RK: My father is an emergency room doctor. And in the emergency room, you have to treat whoever is in front of you. There’s no Democrat or Republican. It doesn’t matter what race they are [and] it doesn’t matter what gender they are. It’s that sense of fairness that makes me want to keep fighting for a system that’s fair on behalf of other people. So I bring that ethos with me to every job offer that I approach and I think, “Can I do this job bringing that same ethos fighting for people to more families in this country?”
HPR: I know that you also recently spoke at the South Asian Society at Yale, and you’ve been in touch with the South Asian Americans in Public Service here at Harvard. Can you speak more about your culture and how it intersects with your work in public service?

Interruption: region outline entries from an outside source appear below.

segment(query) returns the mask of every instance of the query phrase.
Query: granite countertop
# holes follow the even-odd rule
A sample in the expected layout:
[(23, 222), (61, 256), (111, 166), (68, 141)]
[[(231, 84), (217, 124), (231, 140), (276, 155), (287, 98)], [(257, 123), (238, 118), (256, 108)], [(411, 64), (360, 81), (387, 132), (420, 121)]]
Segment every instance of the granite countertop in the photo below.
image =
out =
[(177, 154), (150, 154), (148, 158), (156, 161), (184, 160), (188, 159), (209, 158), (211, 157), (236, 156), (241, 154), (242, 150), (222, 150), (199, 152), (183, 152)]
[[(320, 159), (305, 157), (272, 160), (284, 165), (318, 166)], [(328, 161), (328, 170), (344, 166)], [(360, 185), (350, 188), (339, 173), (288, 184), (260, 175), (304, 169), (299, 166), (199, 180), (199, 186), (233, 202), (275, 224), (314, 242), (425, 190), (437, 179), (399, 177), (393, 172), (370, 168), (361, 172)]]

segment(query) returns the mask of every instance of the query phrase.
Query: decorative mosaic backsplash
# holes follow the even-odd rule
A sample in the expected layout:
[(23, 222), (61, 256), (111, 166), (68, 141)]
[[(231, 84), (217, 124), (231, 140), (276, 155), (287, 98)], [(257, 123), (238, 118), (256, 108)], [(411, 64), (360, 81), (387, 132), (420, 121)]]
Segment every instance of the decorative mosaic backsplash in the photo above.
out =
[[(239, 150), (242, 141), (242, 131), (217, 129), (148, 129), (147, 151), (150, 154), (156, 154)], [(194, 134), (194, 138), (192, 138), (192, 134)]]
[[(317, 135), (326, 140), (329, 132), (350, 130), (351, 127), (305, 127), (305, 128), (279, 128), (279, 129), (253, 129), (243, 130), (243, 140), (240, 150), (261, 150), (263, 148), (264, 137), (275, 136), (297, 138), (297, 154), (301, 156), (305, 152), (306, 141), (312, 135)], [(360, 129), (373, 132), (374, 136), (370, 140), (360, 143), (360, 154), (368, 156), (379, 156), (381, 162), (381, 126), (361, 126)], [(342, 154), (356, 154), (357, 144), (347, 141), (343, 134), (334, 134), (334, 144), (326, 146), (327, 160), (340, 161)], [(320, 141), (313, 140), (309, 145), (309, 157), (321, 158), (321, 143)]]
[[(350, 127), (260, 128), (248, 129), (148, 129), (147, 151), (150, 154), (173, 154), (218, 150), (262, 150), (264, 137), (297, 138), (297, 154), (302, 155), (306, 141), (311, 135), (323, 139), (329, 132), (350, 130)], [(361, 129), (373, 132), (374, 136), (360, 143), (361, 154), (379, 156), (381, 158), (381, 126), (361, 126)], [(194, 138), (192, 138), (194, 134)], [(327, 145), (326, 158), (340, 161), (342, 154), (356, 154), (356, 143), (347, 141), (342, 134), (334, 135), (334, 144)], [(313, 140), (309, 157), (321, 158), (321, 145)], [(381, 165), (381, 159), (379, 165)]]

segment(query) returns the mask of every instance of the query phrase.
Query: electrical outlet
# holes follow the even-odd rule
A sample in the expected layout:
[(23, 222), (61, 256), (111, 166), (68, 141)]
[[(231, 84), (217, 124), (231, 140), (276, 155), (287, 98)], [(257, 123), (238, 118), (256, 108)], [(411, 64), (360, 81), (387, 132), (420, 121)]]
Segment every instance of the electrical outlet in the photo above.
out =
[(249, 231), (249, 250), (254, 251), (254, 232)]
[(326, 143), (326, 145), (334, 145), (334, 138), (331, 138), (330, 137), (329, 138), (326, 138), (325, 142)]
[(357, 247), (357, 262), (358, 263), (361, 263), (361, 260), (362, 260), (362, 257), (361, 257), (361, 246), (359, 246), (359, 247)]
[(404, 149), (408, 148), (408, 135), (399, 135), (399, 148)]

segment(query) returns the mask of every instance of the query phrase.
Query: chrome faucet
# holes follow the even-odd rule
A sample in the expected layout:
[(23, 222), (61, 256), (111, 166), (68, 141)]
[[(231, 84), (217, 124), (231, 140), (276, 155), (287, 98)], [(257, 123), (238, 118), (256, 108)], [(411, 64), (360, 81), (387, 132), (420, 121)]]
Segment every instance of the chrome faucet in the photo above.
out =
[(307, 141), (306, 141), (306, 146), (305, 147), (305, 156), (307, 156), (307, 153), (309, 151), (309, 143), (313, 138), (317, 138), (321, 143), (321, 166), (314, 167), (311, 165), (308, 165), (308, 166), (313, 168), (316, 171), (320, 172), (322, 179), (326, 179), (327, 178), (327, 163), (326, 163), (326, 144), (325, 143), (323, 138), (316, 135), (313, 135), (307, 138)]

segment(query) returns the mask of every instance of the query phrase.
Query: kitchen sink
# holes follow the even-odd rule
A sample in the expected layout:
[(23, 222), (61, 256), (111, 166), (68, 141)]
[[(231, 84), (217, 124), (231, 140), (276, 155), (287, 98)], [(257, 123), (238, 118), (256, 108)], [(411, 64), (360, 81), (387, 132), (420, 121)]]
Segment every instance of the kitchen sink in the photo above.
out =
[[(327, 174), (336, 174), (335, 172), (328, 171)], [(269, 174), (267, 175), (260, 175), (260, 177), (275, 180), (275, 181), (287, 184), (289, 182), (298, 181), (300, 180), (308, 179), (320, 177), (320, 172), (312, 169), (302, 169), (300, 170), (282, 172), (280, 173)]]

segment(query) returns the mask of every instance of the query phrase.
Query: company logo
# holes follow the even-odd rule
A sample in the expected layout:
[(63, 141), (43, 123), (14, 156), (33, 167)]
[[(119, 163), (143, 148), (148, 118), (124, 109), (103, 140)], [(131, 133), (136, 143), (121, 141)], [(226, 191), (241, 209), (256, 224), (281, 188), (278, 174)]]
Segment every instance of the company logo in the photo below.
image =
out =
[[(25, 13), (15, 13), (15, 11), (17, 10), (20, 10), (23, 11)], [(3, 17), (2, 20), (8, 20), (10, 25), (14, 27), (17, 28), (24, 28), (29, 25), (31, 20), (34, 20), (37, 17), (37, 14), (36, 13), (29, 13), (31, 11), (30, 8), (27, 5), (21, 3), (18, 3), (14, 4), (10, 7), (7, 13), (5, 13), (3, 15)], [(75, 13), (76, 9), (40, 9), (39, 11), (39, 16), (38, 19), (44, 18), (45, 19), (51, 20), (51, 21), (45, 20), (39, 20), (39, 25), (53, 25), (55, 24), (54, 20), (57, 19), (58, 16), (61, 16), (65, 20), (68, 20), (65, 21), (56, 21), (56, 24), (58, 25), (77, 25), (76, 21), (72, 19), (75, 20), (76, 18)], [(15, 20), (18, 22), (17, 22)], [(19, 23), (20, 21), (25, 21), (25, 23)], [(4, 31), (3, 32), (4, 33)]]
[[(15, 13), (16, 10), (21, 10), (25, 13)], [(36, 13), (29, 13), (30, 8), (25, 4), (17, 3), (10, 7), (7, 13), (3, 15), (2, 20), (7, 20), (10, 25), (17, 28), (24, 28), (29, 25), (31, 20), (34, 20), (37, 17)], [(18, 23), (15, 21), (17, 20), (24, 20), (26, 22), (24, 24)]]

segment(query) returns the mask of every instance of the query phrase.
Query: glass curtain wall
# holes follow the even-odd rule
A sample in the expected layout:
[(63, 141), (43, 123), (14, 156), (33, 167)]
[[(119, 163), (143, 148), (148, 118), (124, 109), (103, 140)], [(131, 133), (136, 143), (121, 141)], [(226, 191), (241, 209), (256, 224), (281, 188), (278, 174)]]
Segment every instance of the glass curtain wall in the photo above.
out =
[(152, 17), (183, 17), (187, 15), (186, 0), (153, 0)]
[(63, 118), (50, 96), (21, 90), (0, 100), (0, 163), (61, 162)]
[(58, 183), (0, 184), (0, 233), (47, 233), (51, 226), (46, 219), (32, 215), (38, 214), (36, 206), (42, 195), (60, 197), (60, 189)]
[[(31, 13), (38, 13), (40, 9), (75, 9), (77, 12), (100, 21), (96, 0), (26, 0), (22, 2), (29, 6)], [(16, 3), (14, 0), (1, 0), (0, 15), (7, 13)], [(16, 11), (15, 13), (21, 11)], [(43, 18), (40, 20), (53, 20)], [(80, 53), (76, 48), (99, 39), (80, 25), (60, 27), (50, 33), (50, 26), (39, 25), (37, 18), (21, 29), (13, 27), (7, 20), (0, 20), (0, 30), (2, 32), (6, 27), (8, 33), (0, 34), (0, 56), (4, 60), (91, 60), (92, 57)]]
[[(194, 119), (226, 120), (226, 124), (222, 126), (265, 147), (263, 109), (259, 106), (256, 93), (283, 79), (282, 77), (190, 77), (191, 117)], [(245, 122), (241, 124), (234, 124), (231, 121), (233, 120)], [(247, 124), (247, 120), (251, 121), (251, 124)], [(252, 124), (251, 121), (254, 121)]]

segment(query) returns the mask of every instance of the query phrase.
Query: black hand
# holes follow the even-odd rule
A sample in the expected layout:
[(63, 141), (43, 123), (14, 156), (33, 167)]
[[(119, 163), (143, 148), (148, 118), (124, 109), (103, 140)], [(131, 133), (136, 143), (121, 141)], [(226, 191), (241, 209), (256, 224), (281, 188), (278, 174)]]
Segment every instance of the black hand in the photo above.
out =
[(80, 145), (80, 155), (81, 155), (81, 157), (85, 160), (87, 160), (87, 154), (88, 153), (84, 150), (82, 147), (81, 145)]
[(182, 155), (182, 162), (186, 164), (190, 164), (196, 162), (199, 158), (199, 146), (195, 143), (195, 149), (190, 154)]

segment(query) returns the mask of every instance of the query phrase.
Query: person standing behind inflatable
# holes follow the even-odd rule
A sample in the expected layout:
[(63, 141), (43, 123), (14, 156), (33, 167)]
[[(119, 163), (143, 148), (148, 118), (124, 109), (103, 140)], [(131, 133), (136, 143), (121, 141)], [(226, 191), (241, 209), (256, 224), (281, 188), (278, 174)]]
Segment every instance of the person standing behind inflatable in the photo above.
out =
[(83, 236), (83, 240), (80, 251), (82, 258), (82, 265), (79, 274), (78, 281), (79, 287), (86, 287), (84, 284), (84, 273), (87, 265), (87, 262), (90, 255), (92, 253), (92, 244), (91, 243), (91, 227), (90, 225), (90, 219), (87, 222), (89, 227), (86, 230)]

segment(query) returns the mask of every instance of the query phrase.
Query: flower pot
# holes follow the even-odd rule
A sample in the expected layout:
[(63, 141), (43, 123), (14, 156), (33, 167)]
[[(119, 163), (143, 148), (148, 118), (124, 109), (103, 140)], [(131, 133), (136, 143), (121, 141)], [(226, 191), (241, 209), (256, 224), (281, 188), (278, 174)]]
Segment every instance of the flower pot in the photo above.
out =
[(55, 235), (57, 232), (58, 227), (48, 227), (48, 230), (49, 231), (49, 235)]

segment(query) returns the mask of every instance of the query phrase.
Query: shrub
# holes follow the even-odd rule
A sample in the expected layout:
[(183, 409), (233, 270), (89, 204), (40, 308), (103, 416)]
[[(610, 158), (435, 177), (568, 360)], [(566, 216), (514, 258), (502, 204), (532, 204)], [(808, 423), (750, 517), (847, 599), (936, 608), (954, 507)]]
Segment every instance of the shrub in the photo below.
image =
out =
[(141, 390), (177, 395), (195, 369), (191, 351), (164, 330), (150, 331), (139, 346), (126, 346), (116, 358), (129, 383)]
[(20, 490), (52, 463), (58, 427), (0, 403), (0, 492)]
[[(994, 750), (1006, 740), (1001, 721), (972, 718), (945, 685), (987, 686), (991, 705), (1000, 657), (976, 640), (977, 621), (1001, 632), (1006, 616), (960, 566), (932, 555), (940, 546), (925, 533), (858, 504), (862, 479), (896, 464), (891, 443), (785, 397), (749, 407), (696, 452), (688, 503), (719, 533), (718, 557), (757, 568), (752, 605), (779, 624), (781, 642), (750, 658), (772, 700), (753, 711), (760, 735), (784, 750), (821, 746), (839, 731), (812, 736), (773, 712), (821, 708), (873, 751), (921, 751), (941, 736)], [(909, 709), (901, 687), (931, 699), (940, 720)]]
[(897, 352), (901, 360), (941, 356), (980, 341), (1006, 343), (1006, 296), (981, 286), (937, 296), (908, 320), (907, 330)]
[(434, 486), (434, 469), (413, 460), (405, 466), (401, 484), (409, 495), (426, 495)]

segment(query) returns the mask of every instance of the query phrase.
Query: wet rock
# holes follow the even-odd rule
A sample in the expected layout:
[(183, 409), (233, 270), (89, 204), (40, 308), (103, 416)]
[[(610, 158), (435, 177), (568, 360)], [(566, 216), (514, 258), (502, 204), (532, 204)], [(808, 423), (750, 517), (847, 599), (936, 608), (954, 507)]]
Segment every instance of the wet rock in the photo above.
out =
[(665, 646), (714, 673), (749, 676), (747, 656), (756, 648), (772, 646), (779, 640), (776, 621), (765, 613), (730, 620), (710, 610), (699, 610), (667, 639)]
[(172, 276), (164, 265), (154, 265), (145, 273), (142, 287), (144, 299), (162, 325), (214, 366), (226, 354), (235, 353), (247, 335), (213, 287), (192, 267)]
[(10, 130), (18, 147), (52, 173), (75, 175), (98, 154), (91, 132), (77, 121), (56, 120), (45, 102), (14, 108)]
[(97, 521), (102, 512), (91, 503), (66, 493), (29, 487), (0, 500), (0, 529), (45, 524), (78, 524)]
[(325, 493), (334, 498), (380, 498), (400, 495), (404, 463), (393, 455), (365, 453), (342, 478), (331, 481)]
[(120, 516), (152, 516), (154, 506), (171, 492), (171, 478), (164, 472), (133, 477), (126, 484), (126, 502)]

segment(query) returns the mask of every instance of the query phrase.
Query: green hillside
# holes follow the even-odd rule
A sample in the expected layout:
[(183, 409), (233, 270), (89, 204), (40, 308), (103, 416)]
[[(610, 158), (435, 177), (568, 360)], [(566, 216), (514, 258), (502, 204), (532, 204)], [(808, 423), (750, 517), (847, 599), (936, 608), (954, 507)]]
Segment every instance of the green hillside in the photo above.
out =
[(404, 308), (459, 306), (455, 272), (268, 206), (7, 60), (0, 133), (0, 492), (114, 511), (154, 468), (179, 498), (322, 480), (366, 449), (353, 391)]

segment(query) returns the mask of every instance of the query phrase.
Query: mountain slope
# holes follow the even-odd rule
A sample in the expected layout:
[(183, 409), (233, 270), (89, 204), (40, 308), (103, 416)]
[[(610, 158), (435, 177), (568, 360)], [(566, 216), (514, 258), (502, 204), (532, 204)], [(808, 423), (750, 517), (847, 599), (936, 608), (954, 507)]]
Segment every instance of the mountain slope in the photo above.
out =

RK: I feel so fortunate to be given this opportunity to take a step back and give back to my culture and to South Asian students that are so passionate about politics, democracy, or policy. I am learning from even my own students how much enthusiasm there is for South Asians in public service across the country. Even the conference at Yale was about bringing other South Asian students together from across the country to talk about different paths and career opportunities and to expose them to different ideas of how to think outside the box for different career roles. I felt very fortunate to be a part of it. I think that there’s a lot more that we as the South Asian community can do to mobilize and engage students. It’s my hope that being a Fellow here and working with these students can help us think of ways to move this forward.
HPR: Many people feel disheartened by politics today. What keeps you motivated?
RK: Certainly being around the students every day has been so great, seeing their passion for politics, democracy, and engaging in public service. But even in the last year, to watch over 20 candidates run for president, and to see how many people in this country were showing up to rallies or town halls and were willing to knock on doors or willing to call people. It was so compelling to see people taking time out of their lives to learn more about what these candidates had to offer in terms of their vision for the country. That does make me heartened. I saw people bringing their children and their grandchildren to these different events, and it showed that people want to see an alternative to President Trump. But people are also interested in how these candidates are going to improve their daily lives.
HPR: What are some values that you think about every day, or morals that you hold deeply with you?
RK: I constantly think about what I am doing in my role to improve the lives of working people in this country. I think I’ve been blessed to work at some of the highest levels of government and politics, and with that comes a responsibility to use that expertise to help others. Whether it be a woman that’s cleaning a hotel room or a dad that’s an Uber driver and can’t make it to [his] kid’s soccer game, I have a responsibility to use the expertise that I gained over the years to help make their lives better.
HPR: What’s next for you after your time here at Harvard?
RK: I see myself in a role where I’m helping the lives of other people. I don’t think I’ll lose that trajectory. I need to be able to connect the dots on how what I’m doing is going to help the world in some way that resonates with the public servant in me. So I don’t expect to lose that anytime soon.